Bank of England to Lower Rates?

Nice post as usual.

I think it is going to get ugly here too... once the debt problem is fully appreciated and folks are forced to retreat. And there will be little or nothing Alan can do about it... and a few late rate cuts won't fix this mess, this debt bubble.

I bet it gets worse here than in the UK when it is all said & done... they might have it bad first but we'll match & raise them before the hand is called. IMHO.

I wonder when those declining house prices and weakening economic conditions will start to impact employment.

And then came the bombs.....

BoE held rates at 4.75%.

Does the BoE have a more direct effect on mortgage rates in England than the Fed has in the US?

Can the BoE change rates between meetings if they want to flood their market with liquidity (ala the US Fed post-9/11) or will this be a delay

fester, the BoE meets more frequently than the FED (every month) so they probably don't need to take action between meetings. The next meeting is August 3rd & 4th. I'm sure they could lower rates between meetings if they felt it was necessary.

sw, I don't know enough to answer your question.

Best to all.

Variable rate mortgages are directly affected by the BofE rate. e.g. you can have a mortgage that is 'BofE rate + 1%' and it varies exactly with it. You can get fixed rates or capped mortgages, but these are usually 2 to 5 year deals with pre-payment penalties. There is no equivalent of the 30 year or 15 year fixed rate.
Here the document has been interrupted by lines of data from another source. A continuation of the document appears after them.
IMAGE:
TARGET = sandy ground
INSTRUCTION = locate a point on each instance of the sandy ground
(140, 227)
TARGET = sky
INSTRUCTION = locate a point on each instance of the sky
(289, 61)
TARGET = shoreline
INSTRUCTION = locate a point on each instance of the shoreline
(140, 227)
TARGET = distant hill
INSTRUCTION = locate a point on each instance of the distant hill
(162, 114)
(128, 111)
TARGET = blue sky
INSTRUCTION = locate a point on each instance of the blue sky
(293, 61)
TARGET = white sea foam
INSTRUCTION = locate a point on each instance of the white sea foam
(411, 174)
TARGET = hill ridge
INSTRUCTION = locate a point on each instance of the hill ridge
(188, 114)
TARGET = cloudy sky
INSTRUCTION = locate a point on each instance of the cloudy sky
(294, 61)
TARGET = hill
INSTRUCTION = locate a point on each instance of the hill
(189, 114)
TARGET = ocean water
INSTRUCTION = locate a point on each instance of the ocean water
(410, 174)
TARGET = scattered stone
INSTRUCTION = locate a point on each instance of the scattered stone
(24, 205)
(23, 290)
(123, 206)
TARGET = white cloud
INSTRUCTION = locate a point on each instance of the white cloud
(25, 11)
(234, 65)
MadJock, Thanks! I knew it was different from the States. Maybe they should try no money down negative amortization loans in the UK. That would help their housing market. ROFLOL.

Best Wishes.

No problem. I just want to clarify that there is not just the one type of mortgage in the UK (such as BofE +1%) - that value of 1% can be fixed, but can also vary slightly (e.g. 0.8% when they're feeling in need of business or 1.2% when they want to screw the consumer, and they may delay falls in rates for a week or two, so it's not an instantaneous change unless the mortgage specifically states that). There are also capped mortgages, discount mortgages and so on.
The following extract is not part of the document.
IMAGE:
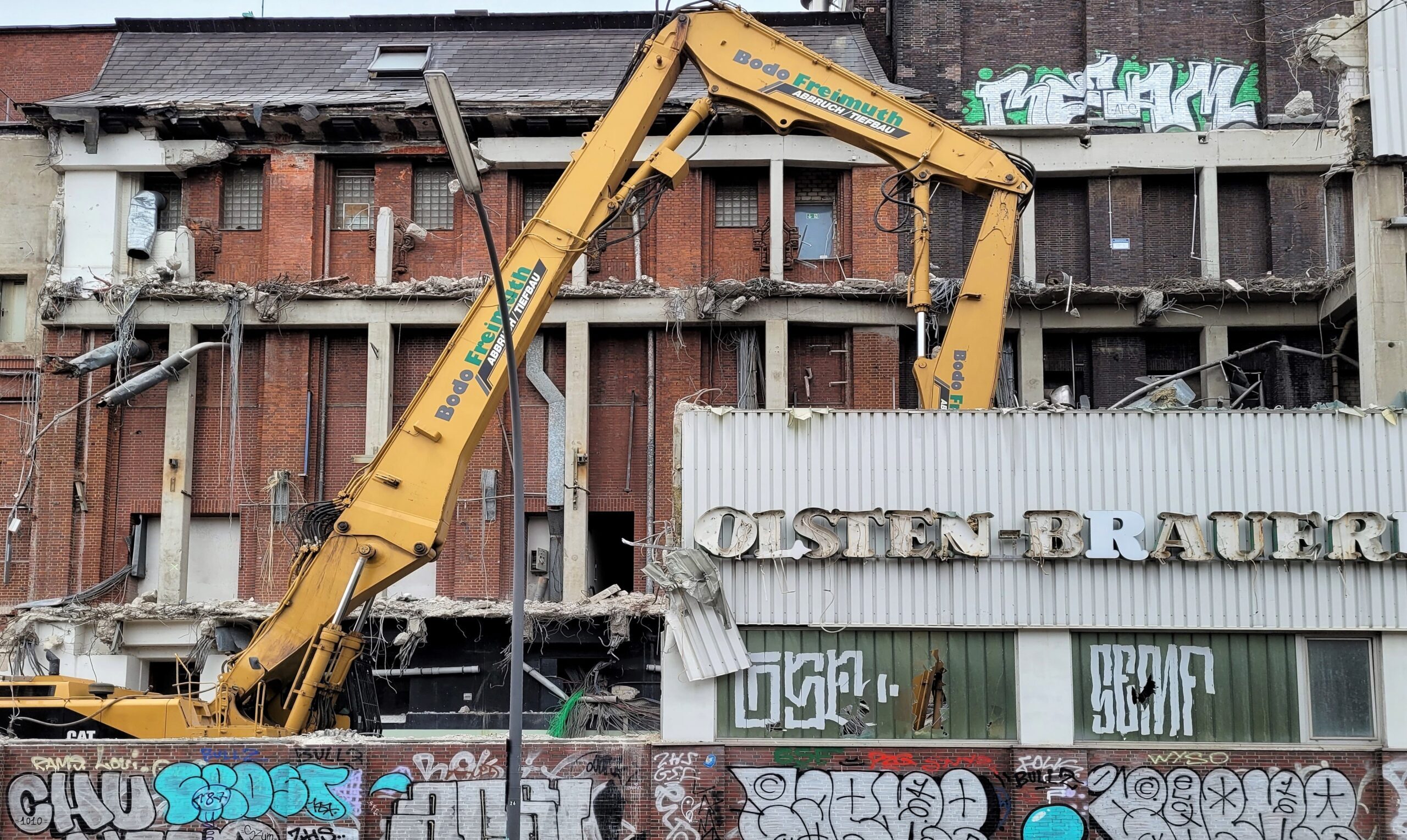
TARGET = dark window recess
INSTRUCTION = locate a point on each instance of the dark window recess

Here's an example of 'tracker' rates. The deals usually change every 2 weeks to a month, whenever the fund set aside for that deal is used up.
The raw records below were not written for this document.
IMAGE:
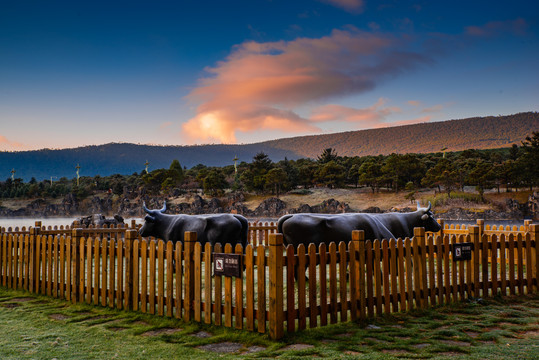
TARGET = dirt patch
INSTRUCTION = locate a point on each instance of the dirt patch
(202, 334)
(22, 299)
(298, 347)
(162, 331)
(454, 342)
(226, 347)
(254, 349)
(60, 317)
http://www.halifax.co.uk/mortgages/pdf/Homemover.pdf.pdf

UK mortgages have got a little better in recent years. It used ot be the most common was an 'endowment mortgage' where you paid interest only to the bank for the term of the loan, but invested in a managed fund that ideally will pay off the capital at the end. There was a big endowment mis-sellings scandal in the 80s though, where the big funds had conned the consumer, and many weren't paying off the loans at the end of the 25 years. Now it's more tightly regulated and more people go with 'capital and interest' type mortgages, and also ones where the interest is calculated on a daily, not yearly, basis.